See our latest analysis for WashTec
WashTec Doesn't Earn Enough To Cover Its Payments
If the payments aren't sustainable, a high yield for a few years won't matter that much. The last dividend made up a very large portion of earnings and also represented 94% of free cash flows. This is usually an indication that the focus of the company is returning cash to shareholders rather than reinvesting it for growth.
The next 12 months is set to see EPS grow by 9.8%. If the dividend continues on its recent course, the payout ratio in 12 months could be 113%, which is a bit high and could start applying pressure to the balance sheet.
Dividend Volatility
Although the company has a long dividend history, it has been cut at least once in the last 10 years. The first annual payment during the last 10 years was €0.31 in 2012, and the most recent fiscal year payment was €2.90. This works out to be a compound annual growth rate (CAGR) of approximately 25% a year over that time. Despite the rapid growth in the dividend over the past number of years, we have seen the payments go down the past as well, so that makes us cautious.

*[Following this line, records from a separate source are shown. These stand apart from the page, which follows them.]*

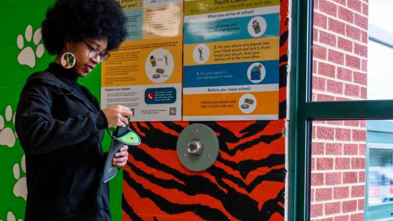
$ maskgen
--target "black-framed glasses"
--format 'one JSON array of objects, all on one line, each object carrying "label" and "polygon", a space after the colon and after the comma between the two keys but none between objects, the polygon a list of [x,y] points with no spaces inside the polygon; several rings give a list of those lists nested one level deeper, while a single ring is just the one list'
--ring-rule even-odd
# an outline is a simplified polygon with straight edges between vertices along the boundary
[{"label": "black-framed glasses", "polygon": [[90,58],[95,58],[97,57],[97,56],[100,56],[100,62],[103,62],[105,61],[105,60],[106,60],[109,56],[111,55],[108,53],[106,52],[104,53],[101,53],[99,50],[98,49],[97,49],[96,48],[93,48],[91,46],[89,43],[84,41],[82,41],[83,43],[85,43],[88,47],[90,48],[90,51],[89,52],[89,57]]}]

WashTec May Find It Hard To Grow The Dividend
Growing earnings per share could be a mitigating factor when considering the past fluctuations in the dividend. WashTec hasn't seen much change in its earnings per share over the last five years. There are exceptions, but limited earnings growth and a high payout ratio can signal that a company has reached maturity. When a company prefers to pay out cash to its shareholders instead of reinvesting it, this can often say a lot about that company's dividend prospects.
In Summary
Overall, this is probably not a great income stock, even though the dividend is being raised at the moment. The payments are bit high to be considered sustainable, and the track record isn't the best. We don't think WashTec is a great stock to add to your portfolio if income is your focus.
Investors generally tend to favour companies with a consistent, stable dividend policy as opposed to those operating an irregular one. However, there are other things to consider for investors when analysing stock performance. For instance, we've picked out 1 warning sign for WashTec that investors should take into consideration. If you are a dividend investor, you might also want to look at our curated list of high yield dividend stocks.

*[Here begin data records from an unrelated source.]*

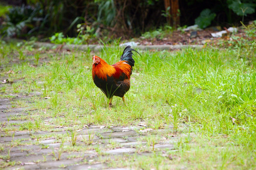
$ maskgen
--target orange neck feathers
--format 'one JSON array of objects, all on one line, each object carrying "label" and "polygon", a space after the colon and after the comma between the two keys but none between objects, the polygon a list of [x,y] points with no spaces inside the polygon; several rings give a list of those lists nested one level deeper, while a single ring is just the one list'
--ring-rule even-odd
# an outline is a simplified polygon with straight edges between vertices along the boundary
[{"label": "orange neck feathers", "polygon": [[100,60],[100,62],[92,64],[92,78],[94,79],[95,75],[99,78],[107,80],[107,76],[111,76],[115,74],[116,70],[114,67],[106,62],[103,60],[99,57],[95,56]]}]

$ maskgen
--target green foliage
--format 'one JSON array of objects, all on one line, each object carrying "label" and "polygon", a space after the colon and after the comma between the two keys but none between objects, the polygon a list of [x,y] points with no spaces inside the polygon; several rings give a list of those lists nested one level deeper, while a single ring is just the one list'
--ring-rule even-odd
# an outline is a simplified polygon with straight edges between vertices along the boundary
[{"label": "green foliage", "polygon": [[95,37],[96,35],[93,34],[94,29],[91,29],[90,26],[83,26],[82,24],[77,26],[77,31],[79,34],[77,37],[65,38],[63,33],[57,33],[50,37],[51,42],[55,44],[66,43],[67,44],[81,44],[88,42],[90,39]]},{"label": "green foliage", "polygon": [[200,16],[195,20],[195,23],[199,27],[205,28],[210,26],[216,16],[215,13],[211,13],[208,8],[203,10]]},{"label": "green foliage", "polygon": [[8,14],[10,8],[9,6],[4,6],[0,4],[0,17],[4,17],[6,14]]},{"label": "green foliage", "polygon": [[9,37],[32,33],[37,28],[36,23],[43,20],[40,12],[38,6],[33,8],[23,5],[9,8],[6,21],[0,27],[1,33]]},{"label": "green foliage", "polygon": [[161,27],[153,31],[146,32],[143,34],[141,36],[145,38],[153,39],[157,38],[162,39],[165,36],[170,34],[173,31],[172,26],[165,25],[163,28]]},{"label": "green foliage", "polygon": [[229,9],[232,9],[237,15],[239,16],[245,16],[247,14],[251,14],[255,12],[256,4],[250,2],[246,3],[246,0],[228,0],[227,2]]},{"label": "green foliage", "polygon": [[104,0],[99,6],[97,21],[106,26],[112,26],[115,22],[116,8],[114,0]]}]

Valuation is complex, but we're here to simplify it.
Discover if WashTec might be undervalued or overvalued with our detailed analysis, featuring fair value estimates, potential risks, dividends, insider trades, and its financial condition.

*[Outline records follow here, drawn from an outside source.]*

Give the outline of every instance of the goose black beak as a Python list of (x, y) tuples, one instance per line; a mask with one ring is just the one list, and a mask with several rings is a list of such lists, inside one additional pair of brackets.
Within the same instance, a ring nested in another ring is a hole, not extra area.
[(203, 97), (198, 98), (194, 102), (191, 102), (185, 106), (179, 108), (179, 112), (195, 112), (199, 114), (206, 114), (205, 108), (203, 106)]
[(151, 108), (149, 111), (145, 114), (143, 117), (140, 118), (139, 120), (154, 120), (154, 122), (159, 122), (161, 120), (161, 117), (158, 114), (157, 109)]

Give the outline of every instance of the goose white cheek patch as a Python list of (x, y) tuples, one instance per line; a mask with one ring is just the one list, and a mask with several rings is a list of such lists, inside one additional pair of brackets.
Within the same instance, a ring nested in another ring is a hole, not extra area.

Access Free AnalysisHave feedback on this article? Concerned about the content? Get in touch with us directly. Alternatively, email editorial-team (at) simplywallst.com.
This article by Simply Wall St is general in nature. We provide commentary based on historical data and analyst forecasts only using an unbiased methodology and our articles are not intended to be financial advice. It does not constitute a recommendation to buy or sell any stock, and does not take account of your objectives, or your financial situation. We aim to bring you long-term focused analysis driven by fundamental data. Note that our analysis may not factor in the latest price-sensitive company announcements or qualitative material. Simply Wall St has no position in any stocks mentioned.
About XTRA:WSU
WashTec
Provides solutions for car wash in Germany, Europe, North America, and the Asia Pacific.
Solid track record, good value and pays a dividend.